The administration acknowledges that its energy proposal would increase costs for consumers but argues that the vast majority of people will get tax breaks elsewhere in Obama's budget package.
"Now, if people don't change how they use energy, then they will face higher costs for energy," Geithner acknowledged.
Obama, meanwhile, was asked about the stock market's swoon in recent days to levels not seen since 1997.
"What I'm looking for is not the day-to-day gyrations of the stock market, but the long-term ability for the United States and the entire world economy to regain its footing," Obama said after meeting in the Oval Office with British Prime Minister Gordon Brown.
"You know, it bobs up and down," he said, comparing stock market movements to daily tracking polls during political campaigns. "The banking system has been dealt a heavy blow," he added. "There are a lot of losses that are working their way through the system. And it's not surprising that the market is hurting as a consequence."
Sounding ever more like an analyst, he said that "profit and earning ratios are starting to get to the point where buying stocks is a potentially good deal if you've got a long-term perspective on it."
The president predicted a recovery "but it's not going to happen overnight."
He got a boost from Bernanke, who was appointed to the top Fed job in 2006 by President George W. Bush. Bernanke said Obama's recently enacted $787 billion stimulus package of increased federal spending and tax cuts should help revive consumer spending, boost factory production and "mitigate the overall loss of employment and income that would otherwise occur."
Bernanke testified that an economic recovery depends on the government's ability to stabilize weak financial markets.

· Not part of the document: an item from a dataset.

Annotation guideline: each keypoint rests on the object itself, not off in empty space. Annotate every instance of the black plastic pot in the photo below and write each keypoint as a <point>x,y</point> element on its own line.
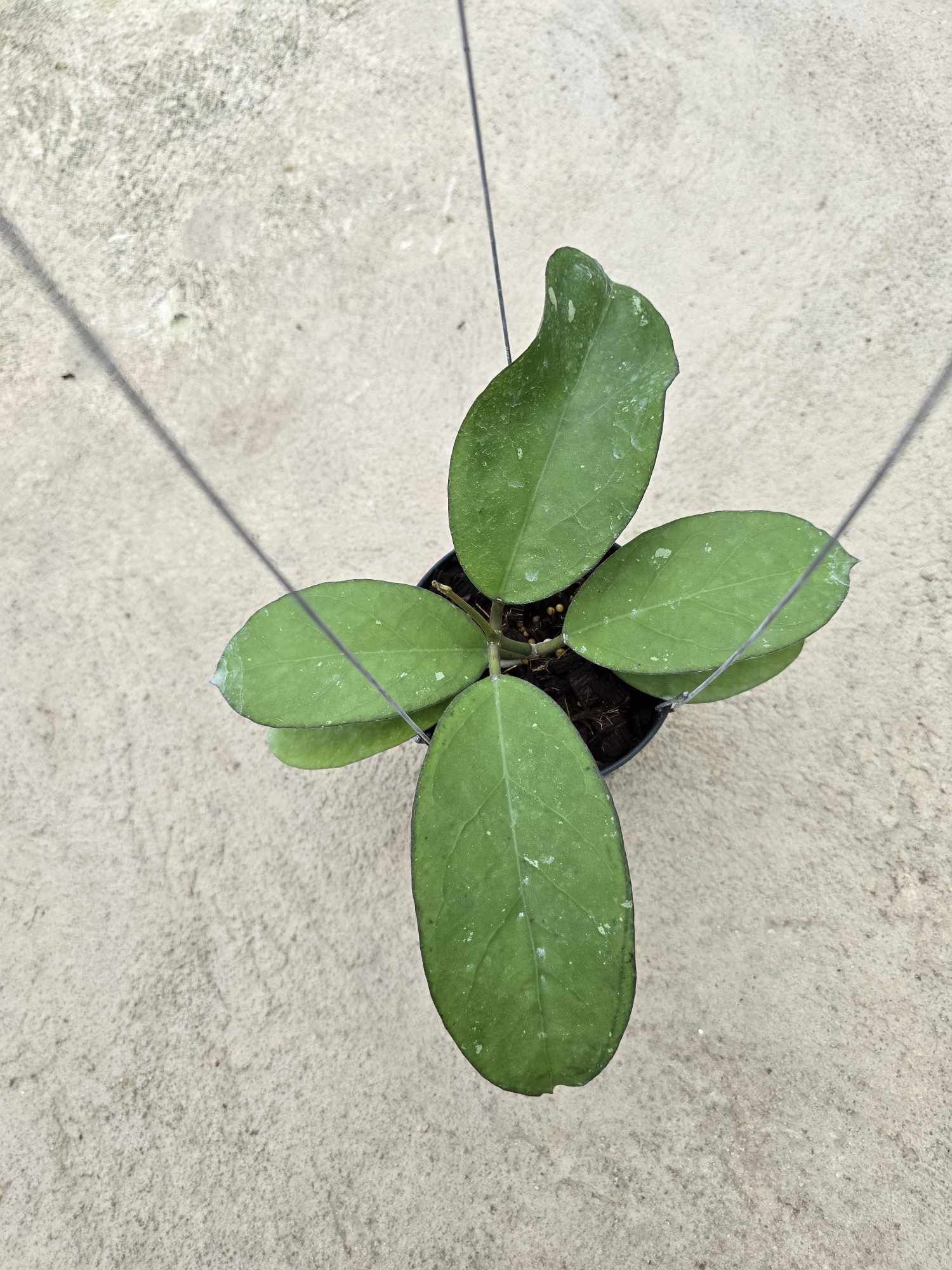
<point>659,716</point>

Geithner and Orszag were grilled by Republicans on the tax portion of the budget.
In particular, GOP lawmakers complained about a section that would require polluters to purchase permits from the government for their greenhouse gas emissions, suggesting it would essentially impose huge new energy costs on all consumers and businesses. They also criticized a section limiting the charitable deductions that households earning over $250,000 a year can claim, saying it would burden charities.

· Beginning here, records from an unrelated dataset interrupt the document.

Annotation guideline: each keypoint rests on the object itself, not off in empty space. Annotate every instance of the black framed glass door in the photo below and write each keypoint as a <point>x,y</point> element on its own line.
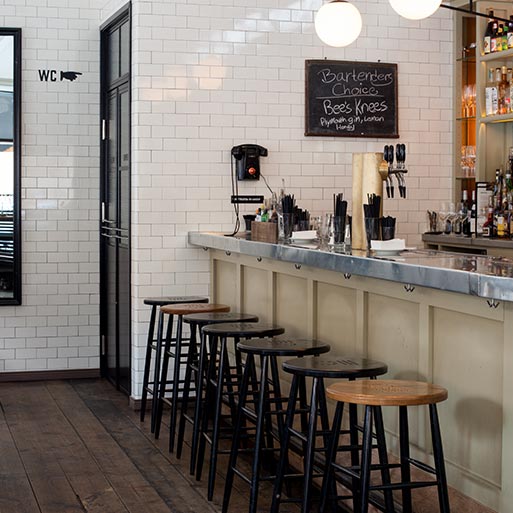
<point>115,203</point>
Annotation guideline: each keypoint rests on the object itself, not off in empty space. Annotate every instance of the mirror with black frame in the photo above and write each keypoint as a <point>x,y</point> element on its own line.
<point>10,166</point>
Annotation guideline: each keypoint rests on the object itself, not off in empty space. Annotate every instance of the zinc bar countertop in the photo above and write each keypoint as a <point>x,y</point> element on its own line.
<point>483,276</point>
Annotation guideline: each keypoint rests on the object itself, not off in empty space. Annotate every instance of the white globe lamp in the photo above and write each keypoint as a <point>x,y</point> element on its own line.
<point>415,9</point>
<point>338,23</point>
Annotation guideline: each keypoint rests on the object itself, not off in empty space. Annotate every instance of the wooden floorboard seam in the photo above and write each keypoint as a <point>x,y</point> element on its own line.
<point>158,476</point>
<point>4,417</point>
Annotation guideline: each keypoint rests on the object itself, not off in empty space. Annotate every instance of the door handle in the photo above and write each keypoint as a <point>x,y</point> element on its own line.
<point>114,229</point>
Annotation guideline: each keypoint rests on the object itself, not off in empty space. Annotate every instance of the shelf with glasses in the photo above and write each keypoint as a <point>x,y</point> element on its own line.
<point>499,118</point>
<point>498,56</point>
<point>471,59</point>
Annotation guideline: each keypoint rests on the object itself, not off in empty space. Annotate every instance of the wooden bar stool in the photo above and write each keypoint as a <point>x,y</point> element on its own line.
<point>268,350</point>
<point>374,394</point>
<point>197,365</point>
<point>178,353</point>
<point>221,381</point>
<point>151,387</point>
<point>318,368</point>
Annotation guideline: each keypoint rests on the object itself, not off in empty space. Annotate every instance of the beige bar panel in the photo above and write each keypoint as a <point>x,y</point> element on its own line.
<point>455,340</point>
<point>366,180</point>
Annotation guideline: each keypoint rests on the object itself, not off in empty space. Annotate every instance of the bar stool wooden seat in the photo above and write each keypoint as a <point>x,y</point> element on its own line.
<point>151,387</point>
<point>374,394</point>
<point>178,352</point>
<point>221,381</point>
<point>318,368</point>
<point>268,350</point>
<point>197,365</point>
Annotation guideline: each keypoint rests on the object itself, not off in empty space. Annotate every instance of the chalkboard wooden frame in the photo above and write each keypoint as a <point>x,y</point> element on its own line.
<point>387,128</point>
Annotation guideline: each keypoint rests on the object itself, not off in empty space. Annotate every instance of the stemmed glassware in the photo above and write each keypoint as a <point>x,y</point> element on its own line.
<point>468,101</point>
<point>468,161</point>
<point>443,215</point>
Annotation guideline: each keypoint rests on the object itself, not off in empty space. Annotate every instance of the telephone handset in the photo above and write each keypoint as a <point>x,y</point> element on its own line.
<point>247,160</point>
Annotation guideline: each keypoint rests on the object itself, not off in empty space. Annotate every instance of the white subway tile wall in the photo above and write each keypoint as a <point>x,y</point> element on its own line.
<point>207,75</point>
<point>210,74</point>
<point>57,327</point>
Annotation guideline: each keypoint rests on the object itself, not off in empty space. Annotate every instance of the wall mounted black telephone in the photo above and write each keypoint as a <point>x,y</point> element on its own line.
<point>247,160</point>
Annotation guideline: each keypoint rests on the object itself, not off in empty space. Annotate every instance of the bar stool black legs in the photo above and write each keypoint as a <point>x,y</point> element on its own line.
<point>268,351</point>
<point>373,395</point>
<point>177,352</point>
<point>318,369</point>
<point>151,387</point>
<point>221,383</point>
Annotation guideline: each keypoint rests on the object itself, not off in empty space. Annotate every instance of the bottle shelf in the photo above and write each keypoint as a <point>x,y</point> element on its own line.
<point>498,56</point>
<point>469,59</point>
<point>500,118</point>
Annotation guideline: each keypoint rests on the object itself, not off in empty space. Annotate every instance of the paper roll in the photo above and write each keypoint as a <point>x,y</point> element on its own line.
<point>366,180</point>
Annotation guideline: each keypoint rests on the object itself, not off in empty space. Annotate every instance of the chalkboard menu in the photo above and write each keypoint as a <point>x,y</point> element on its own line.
<point>351,99</point>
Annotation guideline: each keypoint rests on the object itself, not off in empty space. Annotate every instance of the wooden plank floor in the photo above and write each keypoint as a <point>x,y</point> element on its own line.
<point>76,446</point>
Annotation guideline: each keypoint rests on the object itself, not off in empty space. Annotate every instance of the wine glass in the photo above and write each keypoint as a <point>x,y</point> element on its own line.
<point>443,215</point>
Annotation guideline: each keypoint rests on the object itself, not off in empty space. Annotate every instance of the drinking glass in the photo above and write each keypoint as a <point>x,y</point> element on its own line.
<point>337,231</point>
<point>443,215</point>
<point>325,231</point>
<point>371,229</point>
<point>288,226</point>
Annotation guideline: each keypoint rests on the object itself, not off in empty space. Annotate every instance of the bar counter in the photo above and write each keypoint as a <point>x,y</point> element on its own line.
<point>431,316</point>
<point>483,276</point>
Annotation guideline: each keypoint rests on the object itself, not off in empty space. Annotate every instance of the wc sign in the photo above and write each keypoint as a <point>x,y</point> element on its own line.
<point>53,75</point>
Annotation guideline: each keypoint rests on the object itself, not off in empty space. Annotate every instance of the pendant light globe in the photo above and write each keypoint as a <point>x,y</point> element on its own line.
<point>338,23</point>
<point>415,9</point>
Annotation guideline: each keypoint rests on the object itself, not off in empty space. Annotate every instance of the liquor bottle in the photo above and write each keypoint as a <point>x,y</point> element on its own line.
<point>510,220</point>
<point>473,213</point>
<point>489,33</point>
<point>488,225</point>
<point>501,225</point>
<point>464,201</point>
<point>493,40</point>
<point>491,95</point>
<point>503,90</point>
<point>497,190</point>
<point>509,78</point>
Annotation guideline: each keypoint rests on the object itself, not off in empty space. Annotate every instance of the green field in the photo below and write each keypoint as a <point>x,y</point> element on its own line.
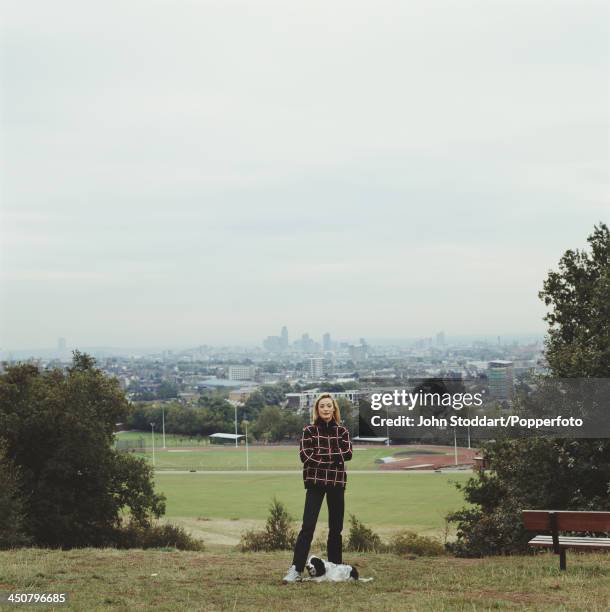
<point>177,455</point>
<point>390,501</point>
<point>105,579</point>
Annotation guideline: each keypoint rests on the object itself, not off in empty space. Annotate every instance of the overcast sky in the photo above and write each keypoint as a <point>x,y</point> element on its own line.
<point>205,172</point>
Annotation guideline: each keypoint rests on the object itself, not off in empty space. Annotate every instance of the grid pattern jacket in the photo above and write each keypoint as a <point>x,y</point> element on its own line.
<point>323,450</point>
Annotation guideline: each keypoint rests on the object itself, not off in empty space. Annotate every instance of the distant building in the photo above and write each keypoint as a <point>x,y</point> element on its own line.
<point>303,402</point>
<point>316,367</point>
<point>241,372</point>
<point>326,342</point>
<point>359,353</point>
<point>240,396</point>
<point>500,379</point>
<point>273,344</point>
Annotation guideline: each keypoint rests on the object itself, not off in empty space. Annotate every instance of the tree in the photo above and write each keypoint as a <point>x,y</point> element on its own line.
<point>12,504</point>
<point>569,474</point>
<point>59,432</point>
<point>578,341</point>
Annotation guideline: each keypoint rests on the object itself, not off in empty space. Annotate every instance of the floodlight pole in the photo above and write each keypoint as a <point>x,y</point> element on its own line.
<point>235,425</point>
<point>387,426</point>
<point>152,426</point>
<point>247,455</point>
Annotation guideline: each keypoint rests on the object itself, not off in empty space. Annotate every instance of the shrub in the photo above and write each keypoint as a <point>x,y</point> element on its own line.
<point>278,534</point>
<point>363,539</point>
<point>410,543</point>
<point>12,507</point>
<point>134,535</point>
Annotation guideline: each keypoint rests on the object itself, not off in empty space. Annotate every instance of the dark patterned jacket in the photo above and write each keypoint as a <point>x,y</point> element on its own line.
<point>323,450</point>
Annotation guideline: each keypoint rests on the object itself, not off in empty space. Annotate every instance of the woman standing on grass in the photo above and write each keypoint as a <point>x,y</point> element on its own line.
<point>325,446</point>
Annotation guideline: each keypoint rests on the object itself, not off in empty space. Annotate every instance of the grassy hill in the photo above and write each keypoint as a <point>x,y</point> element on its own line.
<point>102,579</point>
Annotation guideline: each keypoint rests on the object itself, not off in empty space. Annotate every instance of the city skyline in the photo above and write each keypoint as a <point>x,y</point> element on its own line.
<point>203,173</point>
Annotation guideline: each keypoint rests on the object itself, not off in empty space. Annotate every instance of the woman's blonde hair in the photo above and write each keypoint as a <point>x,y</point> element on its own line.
<point>336,412</point>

"The president's budget increases taxes on every American, and does so during a recession," Rep. Dave Camp, R-Mich., told Geithner.
Geithner said the budget reflects what Obama views as "a deep moral imperative to make our society more just. But it's very good economic policy, too. It will mean there is again a fairer, more equitably shared tax burden on the vast majority of Americans."
Higher taxes for affluent Americans would not come until 2011 once "we are safely into recovery," Geithner said.
But some lawmakers challenged the administration's predictions for such a speedy recovery.
The budget forecasts that the economy, as measured by the gross domestic product, would shrink by just 1.2 percent this year and then snap back and grow by a solid 3.2 percent in 2010, followed by several years over 4 percent.
That's more optimistic than most private forecasts, and comes despite a new government report showing the economy contracted by 6.2 percent in late 2008, far more than the 3.2 percent drop first reported.
"It looks like somebody's cooking the books," Rep. Kevin Brady, R-Texas, told Geithner.
The Obama plan "does predict a somewhat more rapid recovery" than other forecasts, Geithner acknowledged. But, he added, "I believe this is a realistic forecast."
Questioning was pretty much along party lines. Democrats for the most part praised Obama's proposal.
"It is making the tax code more fair," Rep. John Lewis, D-Ga., told Geithner.
Obama's budget faces a difficult path through Congress because of its many controversial proposals on health care, taxes and global warming.